Constance is saved from this fate in the nick of time by the appearance of a distant uncle, who offers her the chance to live with him, which she gladly accepts. She then discovers she is the sole inheritor of a run down estate, Wraxford Hall, with a dubious history, and at first the only advice the solicitor will give her is to sell it, sight unseen and to never ever live there. And just to add to the intrigue, he is shocked by her appearance as she seems to bear a striking resemblance to someone he once knew. He does eventually reconsider though, ands sends Constance a packet of journals explaining the history of the decrepit house and what happened there.
This is where we veer off into a totally different story, and move into a story of the spooky and disturbing events that happened at Wraxford Hall, which include eccentric old men, mysterious accidents, mesmerism, villainous men and suspicious deaths. The story itself is full of intrigue, mystery and murder. Nell Wraxford, a woman who possibly has real clairvoyant powers flees her stifling, distant family to her friends in the countryside, falls in love with a man her family would consider unsuitable, is blissfully happy for a short while until tragedy strikes, and all the supernatural connections with the Hall are threaded into the story. The story within the story ends with murder, in a most bizarre fashion, and the disappearance of numerous central characters.

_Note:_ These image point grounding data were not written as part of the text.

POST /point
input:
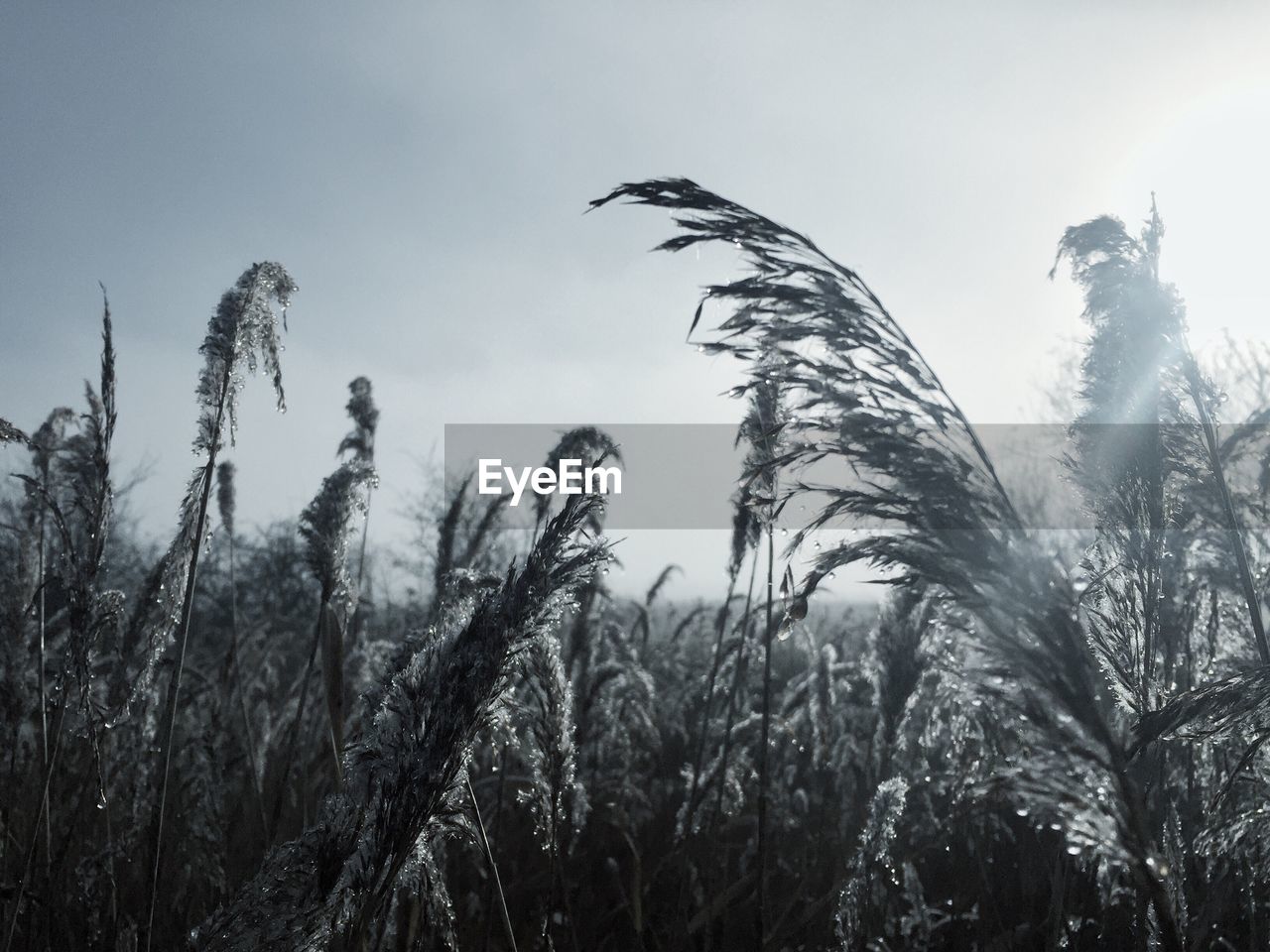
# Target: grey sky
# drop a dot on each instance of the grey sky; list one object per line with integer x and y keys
{"x": 422, "y": 171}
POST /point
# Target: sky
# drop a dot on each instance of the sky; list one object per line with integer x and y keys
{"x": 422, "y": 169}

The book itself doesn't end here though. We return to Constance, determined to prove that that Nell was innocent, possibly that she's still alive and even that she may be her daughter. The idea of fake Seances returns to the plot here, as Constance takes a trip to the hall and eventually unwinds all the twisted threads and discovers the truth, with the usual twists that accompany Victorian fiction.

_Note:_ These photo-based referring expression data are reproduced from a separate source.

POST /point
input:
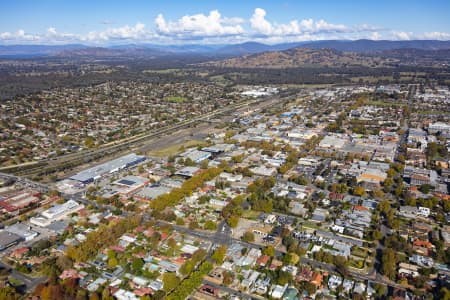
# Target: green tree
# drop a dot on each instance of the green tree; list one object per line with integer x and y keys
{"x": 210, "y": 225}
{"x": 219, "y": 254}
{"x": 269, "y": 250}
{"x": 389, "y": 263}
{"x": 170, "y": 281}
{"x": 248, "y": 237}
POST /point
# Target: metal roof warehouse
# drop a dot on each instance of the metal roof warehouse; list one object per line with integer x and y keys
{"x": 112, "y": 166}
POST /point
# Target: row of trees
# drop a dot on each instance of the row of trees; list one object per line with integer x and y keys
{"x": 104, "y": 236}
{"x": 192, "y": 282}
{"x": 190, "y": 185}
{"x": 233, "y": 211}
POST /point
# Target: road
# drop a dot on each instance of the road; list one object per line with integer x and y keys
{"x": 231, "y": 291}
{"x": 30, "y": 282}
{"x": 68, "y": 161}
{"x": 223, "y": 238}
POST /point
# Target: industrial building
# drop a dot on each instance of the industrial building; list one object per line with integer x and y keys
{"x": 56, "y": 213}
{"x": 94, "y": 173}
{"x": 23, "y": 231}
{"x": 9, "y": 239}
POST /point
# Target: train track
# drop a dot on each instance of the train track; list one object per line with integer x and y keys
{"x": 71, "y": 160}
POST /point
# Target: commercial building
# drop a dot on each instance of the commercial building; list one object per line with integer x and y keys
{"x": 23, "y": 231}
{"x": 196, "y": 155}
{"x": 56, "y": 213}
{"x": 9, "y": 239}
{"x": 94, "y": 173}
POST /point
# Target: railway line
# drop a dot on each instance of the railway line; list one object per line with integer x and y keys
{"x": 71, "y": 160}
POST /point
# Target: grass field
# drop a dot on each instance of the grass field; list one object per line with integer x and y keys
{"x": 251, "y": 214}
{"x": 175, "y": 149}
{"x": 176, "y": 99}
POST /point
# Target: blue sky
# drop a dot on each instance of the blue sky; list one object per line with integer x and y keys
{"x": 231, "y": 21}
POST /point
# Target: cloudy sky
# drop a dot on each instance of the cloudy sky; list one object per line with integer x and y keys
{"x": 101, "y": 22}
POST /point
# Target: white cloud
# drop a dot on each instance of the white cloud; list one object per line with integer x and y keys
{"x": 435, "y": 35}
{"x": 199, "y": 25}
{"x": 375, "y": 36}
{"x": 19, "y": 35}
{"x": 215, "y": 28}
{"x": 259, "y": 22}
{"x": 402, "y": 35}
{"x": 262, "y": 26}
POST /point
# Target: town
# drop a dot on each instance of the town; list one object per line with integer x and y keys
{"x": 330, "y": 193}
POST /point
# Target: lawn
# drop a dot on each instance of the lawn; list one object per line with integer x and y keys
{"x": 360, "y": 252}
{"x": 358, "y": 264}
{"x": 251, "y": 214}
{"x": 175, "y": 149}
{"x": 176, "y": 99}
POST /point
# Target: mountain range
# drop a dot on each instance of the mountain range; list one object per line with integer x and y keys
{"x": 152, "y": 50}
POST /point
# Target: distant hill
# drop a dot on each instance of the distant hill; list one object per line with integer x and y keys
{"x": 359, "y": 46}
{"x": 36, "y": 50}
{"x": 366, "y": 46}
{"x": 232, "y": 50}
{"x": 301, "y": 57}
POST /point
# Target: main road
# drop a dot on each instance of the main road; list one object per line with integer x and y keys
{"x": 67, "y": 161}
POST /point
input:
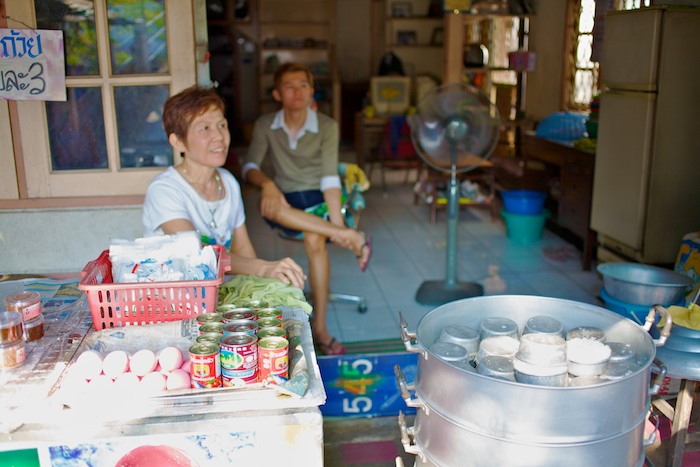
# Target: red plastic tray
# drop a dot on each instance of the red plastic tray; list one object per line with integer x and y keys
{"x": 115, "y": 305}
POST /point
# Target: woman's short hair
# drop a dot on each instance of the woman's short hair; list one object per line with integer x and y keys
{"x": 291, "y": 68}
{"x": 181, "y": 109}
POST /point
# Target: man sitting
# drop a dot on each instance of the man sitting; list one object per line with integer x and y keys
{"x": 303, "y": 147}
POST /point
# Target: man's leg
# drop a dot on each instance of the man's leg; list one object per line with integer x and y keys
{"x": 319, "y": 279}
{"x": 296, "y": 219}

I really enjoyed this book. All the twists, turns, red herrings and vague suggestions kept me guessing right until the end. The plot hinges on various aspects that are mentioned throughout the story, and everything that Constance works out is laid out throughout the story, when you go back and look for it. The portrayal of women in Victorian society was covered very well, especially the idea of them being possessions of their husbands, and at their beck and call. Both the central female characters in the story suffer for being women in Victorian England. It was typical of this type of fiction that the plot was turned on it's head at least twice, and just as we think we've figured it all out, something else comes along and changes it all. Brilliant!